Tomasello (1995) y sus colegas han estudiado los gestos de los que se sirven los gorilas del zoo de San Francisco y han descrito hasta treinta gestos diferentes, cada uno con un significado. Es verdad que estos animales también emiten algunos gritos. Pero hay una diferencia fundamental: mientras que los gritos se producen con independencia de que haya otro gorila presente o no (lo cual indica que son una expresión de emociones, no un intento de establecer comunicación), los gestos se emiten siempre cuando el otro está mirando y normalmente provocan reciprocidad, esto es, son contestados por otro gesto.
Lo anterior hace plausible la hipótesis de que los gestos manuales y faciales desempeñaron algún papel en el surgimiento del lenguaje. Así lo demuestran los experimentos, aludidos arriba, en los que se enseñó lengua de signos a los chimpancés y también la propia existencia de la lengua de signos. Durante siglos ser sordo era una tragedia porque los niños que nacían privados del sentido del oído quedaban aislados de la sociedad y del lenguaje e, inevitablemente, terminaban siendo deficientes mentales. Desde que son criados y escolarizados en lengua de signos, el cambio ha sido espectacular: mientras su cerebro madura, esto es, hasta que cumplen siete años, reciben mensajes y los producen en una lengua como cualquier otra, la lengua de signos, con la única salvedad de que su canal no es vocal, sino visual. Estas lenguas de signos no difieren estructuralmente de las orales: aunque las gesticulaciones con las que se acompaña el discurso oral no suelen poder analizarse en unidades discretas, en cambio las lenguas de signos sí lo son, surgen de la asociación arbitraria entre un conjunto de queremas o posturas tipificadas (el equivalente de los fonemas) y de sentidos correlativos.

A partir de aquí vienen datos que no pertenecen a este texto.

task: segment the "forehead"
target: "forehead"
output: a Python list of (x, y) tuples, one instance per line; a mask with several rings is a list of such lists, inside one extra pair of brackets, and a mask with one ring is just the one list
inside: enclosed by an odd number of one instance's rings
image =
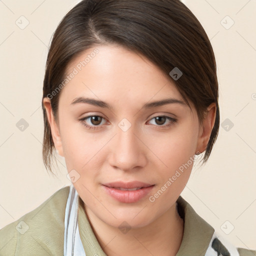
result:
[(66, 74), (70, 78), (60, 97), (66, 104), (79, 96), (132, 104), (163, 97), (182, 100), (170, 77), (146, 58), (119, 46), (88, 49), (68, 64)]

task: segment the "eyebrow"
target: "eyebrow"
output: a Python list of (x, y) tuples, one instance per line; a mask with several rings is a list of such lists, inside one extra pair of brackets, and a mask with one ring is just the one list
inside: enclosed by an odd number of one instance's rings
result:
[[(102, 100), (98, 100), (94, 98), (90, 98), (84, 97), (78, 97), (74, 98), (70, 104), (74, 105), (78, 103), (90, 104), (91, 105), (100, 106), (100, 108), (108, 108), (110, 110), (113, 109), (112, 106), (109, 105), (104, 102), (102, 102)], [(186, 104), (184, 102), (180, 100), (174, 98), (168, 98), (161, 100), (157, 100), (155, 102), (152, 102), (150, 103), (146, 103), (142, 106), (142, 108), (152, 108), (162, 106), (163, 105), (166, 105), (166, 104), (178, 104), (181, 105), (186, 105)]]

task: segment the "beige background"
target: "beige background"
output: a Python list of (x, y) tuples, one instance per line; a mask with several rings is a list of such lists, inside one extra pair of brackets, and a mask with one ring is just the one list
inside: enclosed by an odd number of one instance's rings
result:
[[(43, 164), (40, 102), (52, 35), (78, 2), (0, 1), (0, 228), (70, 184), (64, 158), (56, 178)], [(182, 196), (233, 244), (256, 249), (256, 1), (183, 2), (214, 48), (220, 122), (234, 126), (220, 126), (208, 162), (194, 168)], [(29, 22), (24, 29), (16, 24), (21, 18)], [(16, 126), (22, 118), (29, 125), (23, 132)]]

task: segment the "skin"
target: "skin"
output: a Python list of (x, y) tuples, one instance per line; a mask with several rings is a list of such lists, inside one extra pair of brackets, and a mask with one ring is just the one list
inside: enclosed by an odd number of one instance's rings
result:
[[(67, 74), (94, 48), (70, 62)], [(68, 172), (75, 170), (80, 176), (74, 185), (107, 255), (176, 255), (184, 224), (176, 210), (176, 200), (193, 164), (154, 202), (150, 202), (149, 197), (196, 152), (206, 150), (216, 105), (209, 106), (202, 126), (191, 102), (192, 111), (187, 105), (178, 104), (143, 109), (146, 103), (167, 98), (183, 100), (174, 81), (143, 56), (120, 46), (97, 48), (99, 52), (62, 88), (58, 124), (52, 116), (50, 100), (44, 99), (55, 148), (65, 158)], [(80, 96), (100, 100), (112, 109), (82, 103), (72, 106)], [(87, 118), (84, 123), (98, 128), (89, 129), (78, 120), (90, 115), (103, 118), (98, 121)], [(162, 115), (178, 120), (158, 122), (154, 118)], [(124, 118), (131, 124), (126, 132), (118, 126)], [(117, 180), (139, 180), (155, 186), (138, 202), (126, 204), (102, 189), (102, 184)], [(131, 228), (126, 234), (118, 228), (124, 221)]]

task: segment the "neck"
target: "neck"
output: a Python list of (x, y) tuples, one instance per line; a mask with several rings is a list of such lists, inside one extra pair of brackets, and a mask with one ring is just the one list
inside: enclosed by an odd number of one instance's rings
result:
[(118, 228), (99, 220), (85, 204), (84, 208), (96, 236), (108, 256), (174, 256), (180, 246), (184, 229), (177, 204), (150, 224), (131, 228), (124, 234)]

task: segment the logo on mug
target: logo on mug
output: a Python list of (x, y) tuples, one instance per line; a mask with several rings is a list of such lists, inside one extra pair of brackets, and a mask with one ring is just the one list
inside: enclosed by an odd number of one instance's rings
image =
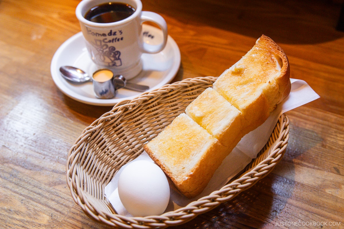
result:
[(95, 39), (92, 45), (97, 53), (95, 54), (96, 60), (99, 60), (102, 62), (103, 65), (108, 67), (122, 65), (122, 60), (120, 58), (121, 52), (116, 50), (116, 48), (113, 46), (109, 47), (107, 44), (104, 44), (101, 40)]

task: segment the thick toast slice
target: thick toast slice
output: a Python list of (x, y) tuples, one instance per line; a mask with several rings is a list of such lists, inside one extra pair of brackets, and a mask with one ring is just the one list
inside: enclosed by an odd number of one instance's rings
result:
[(214, 89), (241, 112), (247, 132), (262, 124), (270, 113), (289, 94), (288, 58), (270, 38), (262, 35), (251, 49), (225, 71)]
[(143, 148), (181, 192), (190, 198), (204, 189), (228, 153), (185, 113)]
[(240, 139), (288, 96), (290, 74), (285, 54), (262, 35), (145, 150), (182, 193), (195, 197)]
[(185, 112), (224, 146), (230, 147), (237, 142), (234, 148), (244, 136), (241, 112), (211, 88), (198, 95)]

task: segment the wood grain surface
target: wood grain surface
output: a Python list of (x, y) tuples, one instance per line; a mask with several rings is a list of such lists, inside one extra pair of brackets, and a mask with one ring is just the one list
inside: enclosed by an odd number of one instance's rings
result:
[[(219, 76), (264, 34), (287, 54), (291, 77), (321, 96), (287, 112), (289, 145), (271, 173), (171, 228), (344, 228), (342, 1), (143, 0), (180, 49), (174, 81)], [(66, 164), (82, 130), (111, 107), (64, 95), (50, 73), (55, 52), (80, 30), (78, 2), (0, 0), (0, 228), (109, 228), (74, 202)]]

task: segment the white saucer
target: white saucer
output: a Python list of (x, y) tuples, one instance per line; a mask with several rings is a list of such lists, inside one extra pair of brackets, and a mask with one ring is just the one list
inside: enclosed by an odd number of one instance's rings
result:
[[(143, 24), (142, 32), (145, 42), (158, 44), (162, 40), (161, 30)], [(153, 38), (152, 38), (153, 36)], [(61, 76), (60, 68), (70, 65), (82, 69), (92, 74), (97, 70), (87, 53), (81, 32), (65, 42), (57, 49), (52, 60), (50, 70), (53, 79), (57, 87), (64, 94), (77, 101), (92, 105), (113, 106), (125, 100), (130, 100), (141, 92), (124, 88), (118, 90), (115, 98), (111, 99), (97, 99), (95, 95), (92, 83), (73, 84), (67, 81)], [(141, 56), (143, 64), (142, 71), (130, 82), (148, 85), (148, 91), (170, 83), (175, 76), (180, 65), (180, 52), (174, 40), (169, 35), (166, 46), (161, 51), (155, 54), (143, 54)]]

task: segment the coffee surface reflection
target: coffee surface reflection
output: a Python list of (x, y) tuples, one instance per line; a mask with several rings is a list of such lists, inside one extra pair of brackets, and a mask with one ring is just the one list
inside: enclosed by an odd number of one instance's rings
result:
[(125, 19), (134, 13), (135, 9), (128, 4), (107, 2), (97, 5), (86, 13), (85, 18), (97, 23), (110, 23)]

La pregunta es cómo se logró pasar del gesto a la palabra, que es un gesto vocal. McGurk y MacDonald (1976) comprobaron que cuando se graba un sonido como ga en la banda sonora de una cinta de vídeo en la que una garganta está diciendo ba, se oye la sílaba da, es decir, la articulación dental intermedia entre la velar oral y la labial visual. El así llamado efecto McGurk demuestra que el surgimiento del lenguaje oral no fue ajeno a sus orígenes gestuales. Y es que, en realidad, las articulaciones fonéticas no dejan de ser gestos realizados con el aparato fonador: hay autores que piensan que lo que sucedió es que cada gesto manual se acompañaba de un gesto vocal silencioso (como cuando estamos recitando de memoria y en silencio un discurso) y que con el tiempo el gesto vocal acabó predominando.